No, tu eri uno di quelli professionisti, di quelli che comprava le Videocassette vhs e betamax dallo zio dell’amico che li spacciava duplicati nel baretto sotto scuola, di quelli che Maradona è un fenomeno, ma Pelè è Dio. Eppure ti eri scelto Garrincha come idolo, perchè a differenza di Pelè che era un dio, Garrincha sembrava sempre lì per lì per perdere la palla, sempre lì ad un passo dal terreno, sospeso in un limbo che durava un secondo, il tempo di guardarlo partire con il suo gioco di gambe e veder lasciare per strada le diottrie dei marcatori che non sapevano che fare per contenerlo.

«Non posso tornare indietro, ormai sto dentro. Poi che cazzo ci farei con i fiori e questo peluche di topo uscito pure male».

Garrincha non era per nulla deciso, era più che altro obbligato visto le spese sostenute. Ci aveva messo circa 3 settimane di merende saltate per mettere da parte i soldi necessari per presentarsi alla grande davanti a quella ragazza che gli piaceva tanto e che aveva visto solo un paio di volte. La bellezza della gioventù in fondo, quando pensi che l’amore è per sempre, e che il primo sarà anche l’ultimo, per cui ti impegni neanche fosse l’ultima donna della terra.

«Dai cazzo, entro, tanto non dovrebbe esserci nessun guardiano in ogni caso, dovrebbe andare tutto liscio» continuava a pensare tra se e se. «D’altronde è una occupazione, quando mai c’è un guardiano!»
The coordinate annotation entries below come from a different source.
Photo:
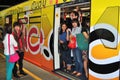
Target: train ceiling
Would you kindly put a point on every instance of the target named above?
(4, 4)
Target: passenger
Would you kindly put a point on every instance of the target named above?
(8, 50)
(19, 37)
(73, 15)
(77, 54)
(64, 50)
(85, 31)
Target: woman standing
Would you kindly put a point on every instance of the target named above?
(64, 50)
(19, 37)
(77, 54)
(9, 50)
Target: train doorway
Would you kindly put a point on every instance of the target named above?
(64, 13)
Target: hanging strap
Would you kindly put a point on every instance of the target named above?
(9, 43)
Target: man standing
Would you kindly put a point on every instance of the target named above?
(19, 37)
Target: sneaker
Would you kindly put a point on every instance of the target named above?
(16, 76)
(23, 73)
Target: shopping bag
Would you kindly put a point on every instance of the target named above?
(72, 42)
(82, 42)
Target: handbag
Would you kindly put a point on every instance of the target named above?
(82, 42)
(64, 46)
(15, 57)
(72, 42)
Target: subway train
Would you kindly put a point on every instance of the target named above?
(40, 21)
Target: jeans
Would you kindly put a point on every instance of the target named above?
(77, 54)
(9, 68)
(20, 63)
(66, 56)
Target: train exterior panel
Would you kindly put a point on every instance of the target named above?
(104, 49)
(37, 19)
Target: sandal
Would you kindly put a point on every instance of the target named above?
(78, 74)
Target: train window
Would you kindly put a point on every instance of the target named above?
(106, 29)
(65, 14)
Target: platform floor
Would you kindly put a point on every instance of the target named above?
(34, 72)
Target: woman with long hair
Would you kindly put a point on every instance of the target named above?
(8, 49)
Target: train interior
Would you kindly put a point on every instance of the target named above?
(65, 12)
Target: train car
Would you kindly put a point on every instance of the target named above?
(40, 22)
(41, 19)
(104, 47)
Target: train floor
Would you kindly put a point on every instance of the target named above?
(33, 72)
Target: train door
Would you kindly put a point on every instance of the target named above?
(8, 19)
(64, 13)
(104, 54)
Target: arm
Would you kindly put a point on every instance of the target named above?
(85, 35)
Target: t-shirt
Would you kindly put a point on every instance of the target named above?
(63, 36)
(13, 44)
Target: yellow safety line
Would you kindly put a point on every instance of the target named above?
(27, 71)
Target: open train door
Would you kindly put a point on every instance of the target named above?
(104, 52)
(62, 12)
Quanto si sbagliava. Il liceo T. Tasso era rinomato per essere una scuola bastarda. Nonostante delle cellule sinistroidi al suo interno, come anche nel Giulio Cesare, rimaneva pur sempre un covo di destroidi, o perlomeno di figli di papà destroidi. Vestiti firmati, ma strappati. Settimana bianca a Cortina. Avversione verso gli immigrati. Duce si, ma con moderazione. Si era insomma fascisti politically correct, per cui qualcuno a rimarcare la buona vena di controllo si metteva sempre. Poi in questo caso, e c’è da dire solo in questo caso, era si una occupazione, ma di quelle moderne, quelle in cui chi occupa per non fare un cazzo non fa un cazzo, chi occupa per manifestare manifesta, e chi invece vuole studiare e fare lezione continua a fare lezione. Ma questo Garrincha non lo sapeva.

Pulitosi a dovere da ogni residuo di illegalità e sporcizia, che per uno come Garrincha abituato al fruttolo a merenda era un atto doveroso, prese i fiori ed il topo di pezza, rigorosamente poggiati sull’unico cesso dotato di tavoletta, dopo aver accuratamente verificato che la stessa fosse pulita. Poi con il gomito, aprì furtivo la porta che lo separava dal corridoio della scuola per verificare la situazione che lo attendeva.

«Ed ecco ora scatta la prima figura di merda»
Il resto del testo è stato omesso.